需要一些帮助。我需要获得从A点到B点的弧长，以厘米为单位，如图所示。此外，我们需要在唯一的腿上提取图像中可能没有的任何其他内容，或者可能不是。这是使用Python和OpenCV。我已经能够从他们中的许多人获得仅2个最大的轮廓，但努力保持只有最大的轮廓。下面给出的是当前代码。

# import the necessary packages
from __future__ import print_function
from skimage.feature import peak_local_max
from skimage.morphology import watershed
from scipy import ndimage
import numpy as np
import imutils
import cv2

image_dir = "/home/rahul/Desktop/img-708/"

img = cv2.imread(image_dir+'side_left.jpg')

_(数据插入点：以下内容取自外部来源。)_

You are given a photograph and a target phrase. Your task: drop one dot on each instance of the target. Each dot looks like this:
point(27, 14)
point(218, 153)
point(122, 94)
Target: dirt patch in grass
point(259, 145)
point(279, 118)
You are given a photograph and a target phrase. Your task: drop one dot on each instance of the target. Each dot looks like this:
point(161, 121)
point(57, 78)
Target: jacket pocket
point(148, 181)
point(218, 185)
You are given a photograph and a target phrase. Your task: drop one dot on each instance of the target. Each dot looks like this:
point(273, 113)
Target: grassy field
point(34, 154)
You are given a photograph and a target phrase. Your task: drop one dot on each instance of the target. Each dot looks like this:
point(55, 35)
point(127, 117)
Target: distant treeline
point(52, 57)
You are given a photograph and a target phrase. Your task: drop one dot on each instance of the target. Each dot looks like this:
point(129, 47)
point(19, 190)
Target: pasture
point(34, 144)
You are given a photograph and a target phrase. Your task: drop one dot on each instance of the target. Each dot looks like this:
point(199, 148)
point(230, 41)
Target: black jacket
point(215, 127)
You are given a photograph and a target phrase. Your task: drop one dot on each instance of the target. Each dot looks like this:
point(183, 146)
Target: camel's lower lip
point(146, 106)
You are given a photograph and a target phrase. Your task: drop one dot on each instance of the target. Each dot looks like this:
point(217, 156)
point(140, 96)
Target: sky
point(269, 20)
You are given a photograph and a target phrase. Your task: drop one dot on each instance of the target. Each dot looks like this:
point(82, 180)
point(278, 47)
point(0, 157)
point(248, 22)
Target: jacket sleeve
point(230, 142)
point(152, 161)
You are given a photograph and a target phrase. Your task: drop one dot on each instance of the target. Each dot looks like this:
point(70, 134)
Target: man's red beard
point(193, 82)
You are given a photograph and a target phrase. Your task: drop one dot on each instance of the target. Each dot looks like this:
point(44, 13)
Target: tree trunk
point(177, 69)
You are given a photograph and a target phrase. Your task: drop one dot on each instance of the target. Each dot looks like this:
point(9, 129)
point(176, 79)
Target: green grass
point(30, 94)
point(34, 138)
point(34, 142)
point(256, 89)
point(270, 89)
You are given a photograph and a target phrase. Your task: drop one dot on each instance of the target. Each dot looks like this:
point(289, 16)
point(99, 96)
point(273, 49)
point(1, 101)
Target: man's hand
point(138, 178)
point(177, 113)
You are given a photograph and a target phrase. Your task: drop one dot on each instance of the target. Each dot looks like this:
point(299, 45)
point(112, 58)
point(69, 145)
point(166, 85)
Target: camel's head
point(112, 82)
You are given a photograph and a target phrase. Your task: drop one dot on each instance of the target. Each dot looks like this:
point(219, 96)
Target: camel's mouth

lower = np.array([0, 48, 80], dtype = "uint8")
upper = np.array([20, 255, 255], dtype = "uint8")

# keep looping over the frames in the video


# resize the frame, convert it to the HSV color space,
# and determine the HSV pixel intensities that fall into
# the speicifed upper and lower boundaries
frame = imutils.resize(img, width = 400)
converted = cv2.cvtColor(frame, cv2.COLOR_BGR2HSV)
skinMask = cv2.inRange(converted, lower, upper)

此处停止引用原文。